Katie paused. “I let him think he’d convinced me because it was in my interest to do so, and I let him go on. I was a patient listener and he has a big ego. The only thing he finds more interesting than to hear himself speak is to have others listen. I asked about the rumors. Why not? Had he memorized Dante’s Inferno in prison? Did he never sleep twice in the same spot because he was afraid someone close would betray him? Had he spent his first honeymoon in the Plaza Hotel in New York? Did he have an illegitimate child in Mexico? He let me ask all the questions but he had nothing to say. He simply smiled. He enjoys letting himself be surrounded by mystery.”
Mueller leaned forward. “Did he say anything personal?”
“He admires Mickey Mantle. They offered him five hundred dollars and a three-year contract. He said if he wasn’t leading a revolution he’d be playing second base for the Yankees.”
Callingwood laughed hilariously, surprising the others, who looked at him.

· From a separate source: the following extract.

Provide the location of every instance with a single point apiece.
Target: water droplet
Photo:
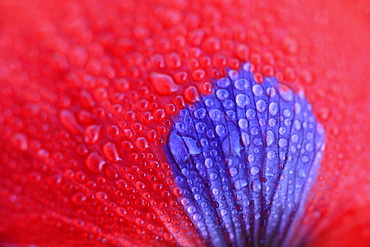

Katie added, “We didn’t talk long. Men came with messages and interrupted us. There was a staccato rhythm to the brief conference as he sent or received messages, or radio transmissions came in. He sat beside me on his stump with an unlit cigar like a satisfied impresario. At one point he got the news that five of his men had been killed in an ambush. His anger was volcanic and with that news the interview was over. He insisted I go and take close-ups of each body and that I should do that—his words—‘so their martyrdom will not be forgotten by the world.’ ”
“Did you get his photograph?” Liz asked.
“I did, yes, I did. At the beginning of the interview. I tried to get him holding the assault rifle. He was proud of it. Czech, he said, but he refused to be photographed with it.”